This skill designs comprehensive pairwise test suites using PICT. It analyzes requirements or code to identify parameters, value partitions, and constraints, then generates a PICT model, a markdown table of test cases, and clear expected results. The output is ready to run with PICT tools or integrate into test plans.
Given requirements or source code, the skill extracts input parameters, suggested value sets (equivalence partitions and boundary values), and inter-parameter constraints. It produces a syntactically correct PICT model, runs or prepares the model for a pairwise generator, and formats the resulting test cases as a markdown table with expected outcomes. The skill also highlights constraint rationale and troubleshooting tips to ensure valid, focused coverage.
Can this skill run PICT locally or only produce models?
It produces ready-to-run PICT models and formatted test tables; you can run the model locally with PICT or use online pairwise tools.
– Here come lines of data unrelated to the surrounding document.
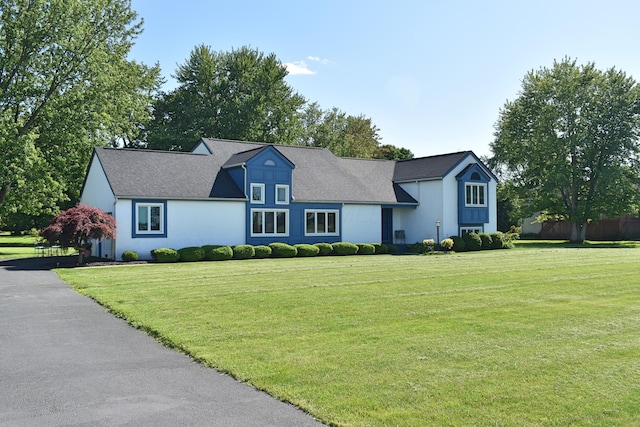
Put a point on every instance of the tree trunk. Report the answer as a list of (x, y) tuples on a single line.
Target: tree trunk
[(578, 232)]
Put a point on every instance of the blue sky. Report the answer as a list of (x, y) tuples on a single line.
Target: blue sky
[(432, 75)]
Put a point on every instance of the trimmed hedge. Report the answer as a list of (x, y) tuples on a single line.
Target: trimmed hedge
[(458, 244), (282, 250), (365, 249), (325, 248), (472, 241), (191, 254), (345, 248), (217, 253), (129, 256), (261, 251), (165, 255), (305, 250), (243, 252)]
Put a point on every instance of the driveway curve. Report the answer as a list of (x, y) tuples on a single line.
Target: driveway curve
[(64, 360)]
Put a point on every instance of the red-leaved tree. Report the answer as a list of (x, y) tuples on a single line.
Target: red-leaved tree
[(77, 226)]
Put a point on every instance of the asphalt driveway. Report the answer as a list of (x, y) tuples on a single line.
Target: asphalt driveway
[(65, 361)]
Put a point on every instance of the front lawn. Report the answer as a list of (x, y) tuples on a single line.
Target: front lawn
[(513, 338), (16, 246)]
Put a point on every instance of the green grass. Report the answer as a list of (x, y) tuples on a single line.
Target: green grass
[(532, 337), (16, 246)]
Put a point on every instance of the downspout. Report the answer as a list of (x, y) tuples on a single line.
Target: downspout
[(113, 241), (244, 168), (247, 212)]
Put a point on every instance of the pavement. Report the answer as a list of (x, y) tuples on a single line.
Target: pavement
[(65, 361)]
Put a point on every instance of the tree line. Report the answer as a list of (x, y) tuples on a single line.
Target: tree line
[(67, 85), (566, 147)]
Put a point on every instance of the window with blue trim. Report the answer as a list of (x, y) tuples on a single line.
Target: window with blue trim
[(149, 219), (475, 195)]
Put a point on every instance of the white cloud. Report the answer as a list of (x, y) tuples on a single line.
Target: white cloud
[(298, 68), (318, 59)]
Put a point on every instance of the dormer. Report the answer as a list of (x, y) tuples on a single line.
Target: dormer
[(264, 173), (473, 195)]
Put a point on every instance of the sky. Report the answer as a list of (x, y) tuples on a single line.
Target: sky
[(431, 75)]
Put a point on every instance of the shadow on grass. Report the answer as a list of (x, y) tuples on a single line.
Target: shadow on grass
[(556, 244)]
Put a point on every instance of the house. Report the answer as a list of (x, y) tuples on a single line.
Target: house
[(230, 192)]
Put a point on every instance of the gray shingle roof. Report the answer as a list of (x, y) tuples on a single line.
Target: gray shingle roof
[(424, 168), (166, 174), (319, 176)]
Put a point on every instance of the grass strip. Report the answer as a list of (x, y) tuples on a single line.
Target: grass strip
[(522, 337)]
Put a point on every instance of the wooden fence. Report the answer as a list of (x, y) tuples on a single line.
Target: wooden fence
[(623, 228)]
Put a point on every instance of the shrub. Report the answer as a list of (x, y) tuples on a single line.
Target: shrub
[(472, 241), (458, 244), (262, 251), (191, 254), (165, 255), (217, 253), (381, 248), (243, 252), (345, 248), (366, 249), (282, 250), (496, 240), (325, 248), (129, 256), (486, 240), (307, 250), (447, 244)]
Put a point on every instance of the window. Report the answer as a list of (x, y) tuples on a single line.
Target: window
[(282, 194), (149, 219), (257, 193), (475, 195), (321, 223), (269, 222)]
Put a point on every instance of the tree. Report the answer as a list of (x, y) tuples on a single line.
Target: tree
[(345, 136), (65, 86), (391, 152), (78, 226), (568, 145), (238, 95)]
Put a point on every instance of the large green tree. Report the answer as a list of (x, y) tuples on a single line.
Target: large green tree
[(239, 95), (568, 145), (65, 86), (344, 135)]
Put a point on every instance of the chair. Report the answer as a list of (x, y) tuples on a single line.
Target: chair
[(54, 250), (39, 248)]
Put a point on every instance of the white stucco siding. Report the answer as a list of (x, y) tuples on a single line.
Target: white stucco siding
[(362, 223), (97, 191), (450, 199), (438, 201), (420, 223), (189, 223)]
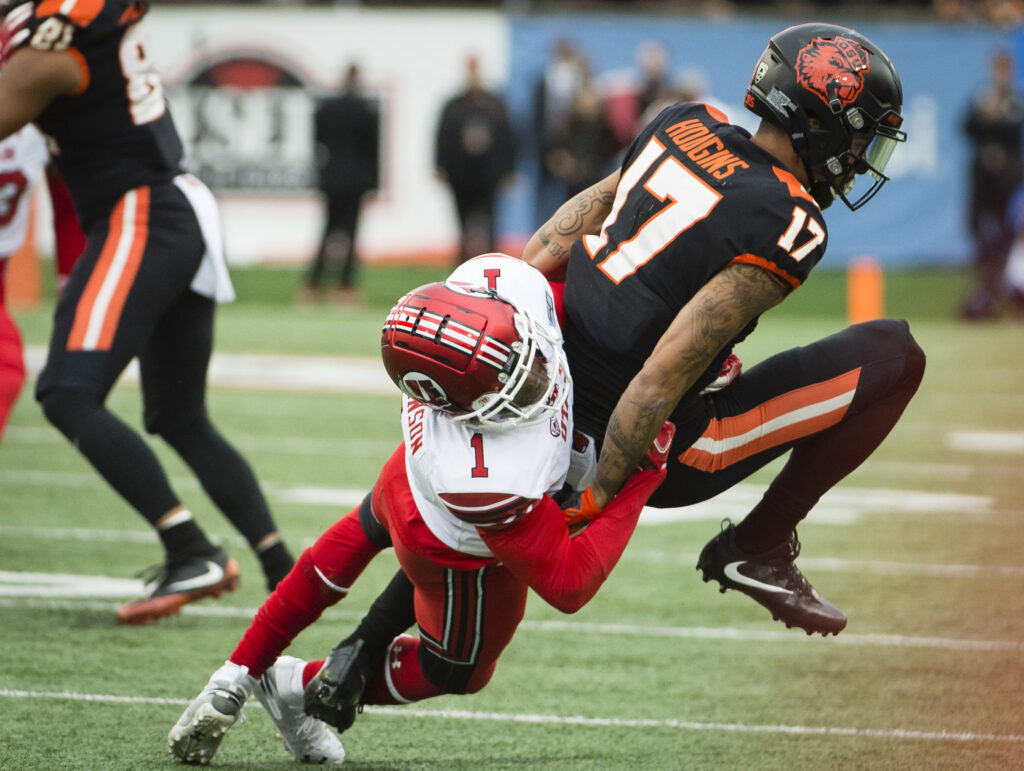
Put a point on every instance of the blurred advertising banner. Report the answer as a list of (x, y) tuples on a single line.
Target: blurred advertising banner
[(243, 83)]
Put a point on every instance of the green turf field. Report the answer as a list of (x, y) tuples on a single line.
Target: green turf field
[(922, 547)]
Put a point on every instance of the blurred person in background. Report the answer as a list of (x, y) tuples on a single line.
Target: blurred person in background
[(347, 153), (553, 96), (474, 157), (993, 126), (581, 153), (145, 286), (24, 162), (669, 263)]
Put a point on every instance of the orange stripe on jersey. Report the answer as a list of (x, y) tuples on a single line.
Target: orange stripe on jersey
[(133, 11), (98, 310), (783, 419), (778, 272), (82, 12), (796, 188)]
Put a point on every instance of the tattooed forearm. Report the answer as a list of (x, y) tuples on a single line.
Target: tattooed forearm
[(725, 305), (582, 213), (718, 312), (549, 247)]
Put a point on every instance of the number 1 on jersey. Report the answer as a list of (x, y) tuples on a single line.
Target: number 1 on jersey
[(479, 470)]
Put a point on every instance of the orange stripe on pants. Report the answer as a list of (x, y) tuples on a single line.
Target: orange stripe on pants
[(791, 416), (98, 310)]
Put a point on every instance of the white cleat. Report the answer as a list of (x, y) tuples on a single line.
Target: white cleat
[(202, 726), (281, 692)]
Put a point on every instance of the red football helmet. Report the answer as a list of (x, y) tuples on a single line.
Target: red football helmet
[(473, 354)]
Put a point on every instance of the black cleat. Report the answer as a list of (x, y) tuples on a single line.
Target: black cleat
[(771, 579), (334, 695), (179, 582)]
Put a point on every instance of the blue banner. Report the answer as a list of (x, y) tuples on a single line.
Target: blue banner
[(919, 218)]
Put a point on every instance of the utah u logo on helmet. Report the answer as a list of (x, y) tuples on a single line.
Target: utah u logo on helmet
[(834, 70)]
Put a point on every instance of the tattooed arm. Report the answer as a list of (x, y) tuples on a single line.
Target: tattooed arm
[(715, 315), (548, 249)]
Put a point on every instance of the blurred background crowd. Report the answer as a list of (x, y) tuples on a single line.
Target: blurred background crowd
[(342, 132)]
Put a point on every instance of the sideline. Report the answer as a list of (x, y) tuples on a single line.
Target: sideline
[(579, 720), (726, 634)]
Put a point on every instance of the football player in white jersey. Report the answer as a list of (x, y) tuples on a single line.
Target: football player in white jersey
[(465, 502), (23, 161)]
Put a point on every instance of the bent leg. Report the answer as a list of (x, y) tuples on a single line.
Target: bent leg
[(173, 368), (323, 575), (830, 402)]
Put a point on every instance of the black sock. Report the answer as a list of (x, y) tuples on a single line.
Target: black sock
[(276, 562), (184, 539)]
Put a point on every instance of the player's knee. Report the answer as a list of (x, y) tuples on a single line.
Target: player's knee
[(176, 427), (913, 369), (451, 677), (67, 409), (11, 380), (898, 335)]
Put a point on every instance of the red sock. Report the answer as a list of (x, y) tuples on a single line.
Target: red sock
[(297, 602), (309, 671), (400, 680)]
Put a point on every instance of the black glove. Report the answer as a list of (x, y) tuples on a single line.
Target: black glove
[(334, 694)]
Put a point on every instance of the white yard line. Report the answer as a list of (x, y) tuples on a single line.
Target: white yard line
[(1005, 442), (722, 634), (583, 721), (843, 505), (273, 372)]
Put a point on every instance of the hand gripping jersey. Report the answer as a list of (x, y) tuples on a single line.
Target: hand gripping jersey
[(23, 161), (116, 133), (695, 195), (464, 479)]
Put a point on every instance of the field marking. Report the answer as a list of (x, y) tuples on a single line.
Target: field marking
[(1006, 442), (838, 506), (272, 372), (579, 720), (729, 634), (684, 559)]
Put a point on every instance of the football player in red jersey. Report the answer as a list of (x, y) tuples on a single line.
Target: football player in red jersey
[(465, 502), (145, 286), (670, 261), (24, 161)]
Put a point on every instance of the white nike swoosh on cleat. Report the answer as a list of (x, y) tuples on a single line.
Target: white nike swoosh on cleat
[(732, 571), (214, 572)]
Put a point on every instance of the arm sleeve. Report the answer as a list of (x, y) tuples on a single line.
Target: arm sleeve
[(567, 572)]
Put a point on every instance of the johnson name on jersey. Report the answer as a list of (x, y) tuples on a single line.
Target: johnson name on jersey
[(695, 195), (463, 479), (115, 133)]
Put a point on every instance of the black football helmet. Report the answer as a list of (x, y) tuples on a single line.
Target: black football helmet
[(825, 86)]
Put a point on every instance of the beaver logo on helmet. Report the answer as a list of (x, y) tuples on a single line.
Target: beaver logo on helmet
[(833, 69)]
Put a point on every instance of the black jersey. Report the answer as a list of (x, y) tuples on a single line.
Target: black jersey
[(116, 132), (694, 195)]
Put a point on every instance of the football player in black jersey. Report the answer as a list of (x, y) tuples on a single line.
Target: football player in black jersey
[(668, 264), (145, 286)]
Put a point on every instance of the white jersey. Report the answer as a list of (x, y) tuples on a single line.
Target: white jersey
[(463, 479), (23, 161)]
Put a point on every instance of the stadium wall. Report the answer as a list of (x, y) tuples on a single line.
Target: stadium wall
[(243, 82)]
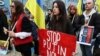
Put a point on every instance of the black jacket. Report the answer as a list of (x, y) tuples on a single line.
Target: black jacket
[(95, 21)]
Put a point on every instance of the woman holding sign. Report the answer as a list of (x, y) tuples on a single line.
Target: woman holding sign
[(59, 20), (21, 29), (89, 18)]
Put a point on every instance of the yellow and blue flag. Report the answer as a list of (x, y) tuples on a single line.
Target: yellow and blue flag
[(36, 9), (79, 7)]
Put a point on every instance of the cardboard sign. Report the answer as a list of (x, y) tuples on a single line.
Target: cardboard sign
[(53, 43), (85, 35)]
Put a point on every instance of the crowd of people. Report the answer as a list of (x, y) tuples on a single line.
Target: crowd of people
[(58, 19)]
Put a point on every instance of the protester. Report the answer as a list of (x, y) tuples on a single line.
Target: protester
[(21, 35), (73, 16), (3, 23), (59, 21), (89, 18), (48, 18)]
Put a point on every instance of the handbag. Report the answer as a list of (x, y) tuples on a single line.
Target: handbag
[(86, 34)]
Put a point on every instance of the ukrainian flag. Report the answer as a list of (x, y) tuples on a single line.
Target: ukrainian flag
[(36, 9), (97, 3), (79, 7)]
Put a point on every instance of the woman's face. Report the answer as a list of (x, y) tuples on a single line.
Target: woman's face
[(13, 8), (55, 9)]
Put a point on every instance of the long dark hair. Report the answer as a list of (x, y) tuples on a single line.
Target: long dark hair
[(1, 13), (62, 9), (19, 8)]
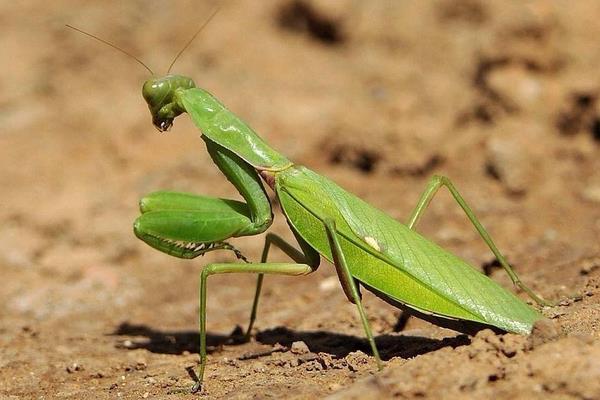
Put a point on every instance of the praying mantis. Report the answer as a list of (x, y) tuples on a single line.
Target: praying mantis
[(367, 247)]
The skill can also provide helper Python snippets to invoke generators.
How do I handle too many test cases?
Split parameters into sub-models, apply stricter equivalence partitioning, or keep pairwise order; increase constraint coverage only where business-critical to reduce case count.
What if constraints produce no valid cases?
Check for over-restrictive or conflicting constraints, ensure parameter names match exactly in constraints, and verify each constraint ends with a semicolon.